The new government faced enormous, immediate, practical tasks: feeding the population, restoring basic government services, disarming and returning to their homes hundreds of thousands of soldiers and policemen who had served the now defunct old regime, finding jobs for thousands of people who have for years lived primarily on money coming in from the U.S. Moreover the Communists, like numerous Saigon governments before them, will face at least some antagonism from a welter of independent political and religious groupings: the Buddhists, the Catholics, the anti-Communist politicians. "The Cao Dai and Hoa Hao in particular are quite hostile to the Communists," observes Harvard Asian Scholar Alexander Woodside. "The Hoa Hao view Marxism as a Western creed, and they view themselves as standing for the residual culture of old Viet Nam. There has been a virtual blood feud between them and the Communists."

In the view of most experts, the Communists will move cautiously if unswervingly toward their principal goals in Viet Nam. Politically, they will probably try to incorporate as many of the neutralist and religious groups as possible into a new revolutionary government--but one that will, no doubt, be dominated by its Communist representatives.

Even the Communists' ultimate goal, reunification with the North, will probably await a fairly long transition period, about three to five years. Mme. Binh herself last week emphasized that North-South differences "in the economic and political field" will require "a certain period of time to realize reunification." Highly capitalistic and individualistic, the South will no doubt have to undergo some profound changes before it can be successfully assimilated into the socialist, collectivist society of the North. "The North fears the seductive life of the South, compared with the disciplined, austere, spartan life in the North," says one State Department Viet Nam specialist. "They do not want their people contaminated."

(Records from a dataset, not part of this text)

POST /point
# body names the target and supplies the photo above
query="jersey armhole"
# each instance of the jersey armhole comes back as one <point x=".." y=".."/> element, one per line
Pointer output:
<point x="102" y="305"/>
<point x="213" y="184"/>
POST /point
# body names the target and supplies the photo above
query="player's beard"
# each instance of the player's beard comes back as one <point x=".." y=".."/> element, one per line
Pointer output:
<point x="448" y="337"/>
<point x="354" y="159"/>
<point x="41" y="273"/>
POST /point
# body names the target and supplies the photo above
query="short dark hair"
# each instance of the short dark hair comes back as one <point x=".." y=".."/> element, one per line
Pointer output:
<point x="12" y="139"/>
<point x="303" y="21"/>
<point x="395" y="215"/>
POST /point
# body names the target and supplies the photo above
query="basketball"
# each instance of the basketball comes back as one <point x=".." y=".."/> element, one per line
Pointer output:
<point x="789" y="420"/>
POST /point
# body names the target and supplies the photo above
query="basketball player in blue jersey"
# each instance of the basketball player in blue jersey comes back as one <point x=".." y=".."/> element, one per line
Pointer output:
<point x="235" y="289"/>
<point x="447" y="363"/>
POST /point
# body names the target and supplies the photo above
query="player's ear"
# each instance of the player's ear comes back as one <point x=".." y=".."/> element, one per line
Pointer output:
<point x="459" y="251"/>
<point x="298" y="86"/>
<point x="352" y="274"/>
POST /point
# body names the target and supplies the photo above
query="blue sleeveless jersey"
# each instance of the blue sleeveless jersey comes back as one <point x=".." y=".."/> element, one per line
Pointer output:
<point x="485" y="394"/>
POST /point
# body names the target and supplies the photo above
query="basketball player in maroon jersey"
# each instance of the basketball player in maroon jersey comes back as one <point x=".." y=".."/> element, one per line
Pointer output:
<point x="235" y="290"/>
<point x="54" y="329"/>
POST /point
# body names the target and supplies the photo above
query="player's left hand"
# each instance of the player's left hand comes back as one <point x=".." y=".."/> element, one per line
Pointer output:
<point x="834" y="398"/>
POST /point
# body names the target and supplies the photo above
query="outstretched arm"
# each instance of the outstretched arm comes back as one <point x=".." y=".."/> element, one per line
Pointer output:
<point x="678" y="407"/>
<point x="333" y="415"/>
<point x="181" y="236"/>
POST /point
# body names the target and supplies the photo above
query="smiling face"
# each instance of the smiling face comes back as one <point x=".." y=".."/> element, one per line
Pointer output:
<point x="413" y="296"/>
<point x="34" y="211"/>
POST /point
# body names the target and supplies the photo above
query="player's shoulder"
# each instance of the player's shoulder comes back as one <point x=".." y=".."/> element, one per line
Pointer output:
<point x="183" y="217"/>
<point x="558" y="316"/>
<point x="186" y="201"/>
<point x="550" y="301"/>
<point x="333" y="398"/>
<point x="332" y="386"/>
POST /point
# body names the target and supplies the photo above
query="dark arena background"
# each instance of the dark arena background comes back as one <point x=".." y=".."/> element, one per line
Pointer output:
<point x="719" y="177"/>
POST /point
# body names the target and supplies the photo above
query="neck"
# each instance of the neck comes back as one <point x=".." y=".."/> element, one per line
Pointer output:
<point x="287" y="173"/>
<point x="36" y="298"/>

This was strikingly evident in Danang, held by the Communists for five weeks. French Reporter Roland-Pierre Paringaux cabled to TIME after visiting the city last week: "The foreign observer immediately notices the amazement of the young revolutionary soldiers who look like hillbillies in front of an Ali Baba cave that still spews diverse riches and gadgets from an essentially American and Japanese consumer society. Drab, in uniform without decorations or grade, shod in rubber-thonged sandals, they are visibly astonished by these elegant, made-up young women, by these people their age astride Hondas. Also incredulous are the people of Hanoi, who for 20 years have lived in austerity, when they see in their newspapers pictures of the store windows of Danang. The two parts of Viet Nam are like Sparta and Byzantium; they are like the two ingredients of a sweet and sour sauce, difficult to mix so that it will remain tasty for all."

Achieving the mix will require considerable sacrifice, pain and, very likely, a strong dose of coercion. Still, along with the fear that drove thousands into flight or attempted flight, much of South Viet Nam could only feel relief that the war was over. For the first time since French boats steamed into Danang in 1858, the nationalistic and proud Vietnamese, North and South, creators of splendid past civilizations, were rid of any foreign presence. For the first time since the Japanese conquest of 34 years ago, there was peace.

To some South Vietnamese, of course, the Northerners would remain foreigners for a long time; and to some. Communist rule in their land would bring only an uneasy peace.